INTERVIEW – Clara Lodewick: « Mon but n’est pas de faire de belles images »

« Merel » est le premier roman graphique de la jeune autrice belge Clara Lodewick. Et c’est l’une des bonnes surprises BD de cette rentrée. La couverture est révélatrice de l’ambiance du livre: on est dans un environnement campagnard paisible, mais vaguement menaçant. Dans cette chronique rurale, qui se déroule dans un village flamand, on suit Merel, une femme sans histoires d’une quarantaine d’années. Merel est ce qu’on pourrait appeler une femme libre: elle vit seule sans mari ni enfants, elle élève des canards pour les faire participer à des concours, et elle traîne souvent dans le club de football local, afin d’y trouver la matière pour les articles qu’elle écrit dans le journal du coin. On a l’impression qu’elle s’entend bien avec tout le monde. Mais petit à petit, suite à une blague grivoise un peu maladroite, l’ambiance va se dégrader et tout le village va se liguer contre elle, faisant de sa vie un enfer…

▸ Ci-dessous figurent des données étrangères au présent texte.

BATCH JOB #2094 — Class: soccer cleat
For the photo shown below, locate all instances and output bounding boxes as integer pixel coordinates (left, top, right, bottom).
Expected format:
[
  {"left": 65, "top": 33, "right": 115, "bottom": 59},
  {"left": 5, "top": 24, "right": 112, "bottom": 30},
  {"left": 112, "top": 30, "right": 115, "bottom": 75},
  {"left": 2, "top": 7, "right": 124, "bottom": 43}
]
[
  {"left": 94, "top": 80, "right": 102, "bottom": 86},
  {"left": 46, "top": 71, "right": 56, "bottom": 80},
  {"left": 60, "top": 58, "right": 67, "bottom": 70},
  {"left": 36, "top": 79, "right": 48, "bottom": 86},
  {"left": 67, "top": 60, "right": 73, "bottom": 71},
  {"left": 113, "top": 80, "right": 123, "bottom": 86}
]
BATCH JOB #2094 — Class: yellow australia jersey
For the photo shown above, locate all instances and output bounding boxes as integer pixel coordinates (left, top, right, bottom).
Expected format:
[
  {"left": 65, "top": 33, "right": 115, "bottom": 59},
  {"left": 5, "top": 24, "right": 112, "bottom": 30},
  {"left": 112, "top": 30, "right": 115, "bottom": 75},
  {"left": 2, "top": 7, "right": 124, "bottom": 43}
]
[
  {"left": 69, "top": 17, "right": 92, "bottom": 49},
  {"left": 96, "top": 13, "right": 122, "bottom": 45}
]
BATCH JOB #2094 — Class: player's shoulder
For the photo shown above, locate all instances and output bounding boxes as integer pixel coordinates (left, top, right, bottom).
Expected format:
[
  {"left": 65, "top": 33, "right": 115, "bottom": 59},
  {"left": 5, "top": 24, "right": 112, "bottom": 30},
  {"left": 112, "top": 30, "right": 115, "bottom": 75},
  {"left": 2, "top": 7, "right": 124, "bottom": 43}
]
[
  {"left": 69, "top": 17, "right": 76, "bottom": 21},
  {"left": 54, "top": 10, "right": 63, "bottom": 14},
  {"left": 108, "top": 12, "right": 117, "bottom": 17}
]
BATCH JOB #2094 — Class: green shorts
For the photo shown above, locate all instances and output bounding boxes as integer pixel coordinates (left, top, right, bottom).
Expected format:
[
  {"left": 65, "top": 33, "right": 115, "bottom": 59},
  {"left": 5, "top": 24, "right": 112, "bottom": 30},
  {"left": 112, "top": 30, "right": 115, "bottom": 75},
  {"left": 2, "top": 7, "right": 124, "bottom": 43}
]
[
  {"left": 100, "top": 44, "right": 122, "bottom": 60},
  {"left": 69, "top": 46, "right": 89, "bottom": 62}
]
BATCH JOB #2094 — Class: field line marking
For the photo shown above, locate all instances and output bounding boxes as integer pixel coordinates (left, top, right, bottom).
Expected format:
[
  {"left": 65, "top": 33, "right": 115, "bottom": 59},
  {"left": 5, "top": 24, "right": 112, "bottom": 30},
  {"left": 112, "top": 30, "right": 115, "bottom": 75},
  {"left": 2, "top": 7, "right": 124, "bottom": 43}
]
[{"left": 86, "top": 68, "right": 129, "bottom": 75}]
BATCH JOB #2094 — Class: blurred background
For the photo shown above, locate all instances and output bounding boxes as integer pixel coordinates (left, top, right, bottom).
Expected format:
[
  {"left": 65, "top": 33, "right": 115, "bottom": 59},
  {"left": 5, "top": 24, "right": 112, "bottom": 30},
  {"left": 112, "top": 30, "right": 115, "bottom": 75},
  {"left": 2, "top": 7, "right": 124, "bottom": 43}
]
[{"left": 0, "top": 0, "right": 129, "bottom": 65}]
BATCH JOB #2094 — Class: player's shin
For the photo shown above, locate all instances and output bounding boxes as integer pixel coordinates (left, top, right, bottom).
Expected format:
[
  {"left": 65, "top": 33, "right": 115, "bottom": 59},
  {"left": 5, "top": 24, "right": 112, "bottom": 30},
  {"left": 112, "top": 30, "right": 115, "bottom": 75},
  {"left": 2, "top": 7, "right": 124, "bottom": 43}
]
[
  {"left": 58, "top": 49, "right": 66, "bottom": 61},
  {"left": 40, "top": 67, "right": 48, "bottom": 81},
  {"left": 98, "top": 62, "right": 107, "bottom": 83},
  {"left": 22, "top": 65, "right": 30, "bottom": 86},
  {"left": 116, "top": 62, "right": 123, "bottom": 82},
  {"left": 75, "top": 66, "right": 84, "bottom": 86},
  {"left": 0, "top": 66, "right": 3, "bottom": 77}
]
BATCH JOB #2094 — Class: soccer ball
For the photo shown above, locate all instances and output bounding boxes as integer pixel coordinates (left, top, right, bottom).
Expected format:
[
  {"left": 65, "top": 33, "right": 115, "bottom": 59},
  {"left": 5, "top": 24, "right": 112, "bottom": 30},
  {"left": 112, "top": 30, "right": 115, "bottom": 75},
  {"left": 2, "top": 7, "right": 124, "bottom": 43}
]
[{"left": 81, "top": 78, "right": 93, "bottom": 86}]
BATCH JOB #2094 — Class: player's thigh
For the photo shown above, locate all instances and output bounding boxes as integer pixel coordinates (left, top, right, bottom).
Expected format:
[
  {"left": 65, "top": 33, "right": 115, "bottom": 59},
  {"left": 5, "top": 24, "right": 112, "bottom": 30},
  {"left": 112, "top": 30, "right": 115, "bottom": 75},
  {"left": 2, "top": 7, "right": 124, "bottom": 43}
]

« Merel » est un album à l’ambiance très singulière. Est-ce qu’on peut en déduire que vous avez une passion particulière pour les canards et le football local?

Non, pas du tout! (rires) C’est effectivement une BD un peu hors du temps, mais je crois que ça vient du fait que quand on habite dans un petit village, à l’écart des grandes villes, on ne vit pas tout à fait les choses de la même façon. On est beaucoup moins dans le rush permanent et dans l’actualité immédiate. On est moins dans le coup. C’est sans doute ce qui crée l’univers de cet album.

Vous habitez vous-même à la campagne?

J’ai grandi à Bruxelles mais lorsque j’étais adolescente, mes parents ont effectivement décidé de déménager vers un petit village dans la campagne flamande. C’est clairement ce village qui m’a inspirée, d’autant plus que j’y suis arrivée assez tard. Je crois que c’est ce qui m’a permis d’adopter un regard d’observatrice. Je dois bien avouer que j’étais très étonnée par tout ce que je découvrais, qui était fort différent de ce que j’avais connu à Bruxelles. C’est de ça que j’ai voulu parler dans ce livre.

Et l’histoire en elle-même, elle est née comment? C’est quelque chose que vous aviez en tête depuis longtemps?

Quand j’étais à Saint-Luc, une école de bande dessinée à Bruxelles, on nous avait fait travailler sur des faits divers. Dans le cadre de ce projet, j’étais tombée sur l’histoire d’un homme dans un village, dont on avait tué toutes les poules. J’avais trouvé ça intrigant parce que je me demandais qui pouvait bien faire une chose pareille. Finalement, j’avais choisi de travailler sur un autre fait divers. Mais cette histoire m’est toujours restée en tête. Et un peu plus tard, quand j’ai rencontré des femmes qui m’ont inspiré un personnage féminin, celui de Merel, je me suis dit « tiens, et si c’était à elle que ce genre de chose arrivait? ». C’est comme ça que tout a démarré et que les pièces du puzzle se sont progressivement assemblées pour construire une histoire qui avait du sens.

Ce puzzle, il a mis longtemps à se créer?

Non, pas du tout, ça s’est fait de manière très naturelle. Bien sûr, ça m’a pris beaucoup plus de temps de faire le découpage et le scénario final, mais les idées en elles-mêmes sont venues très rapidement.

INTERVIEW – Clara Lodewick: « Mon but n’est pas de faire de belles images »

Comment est-ce que vous résumeriez cet album en quelques phrases?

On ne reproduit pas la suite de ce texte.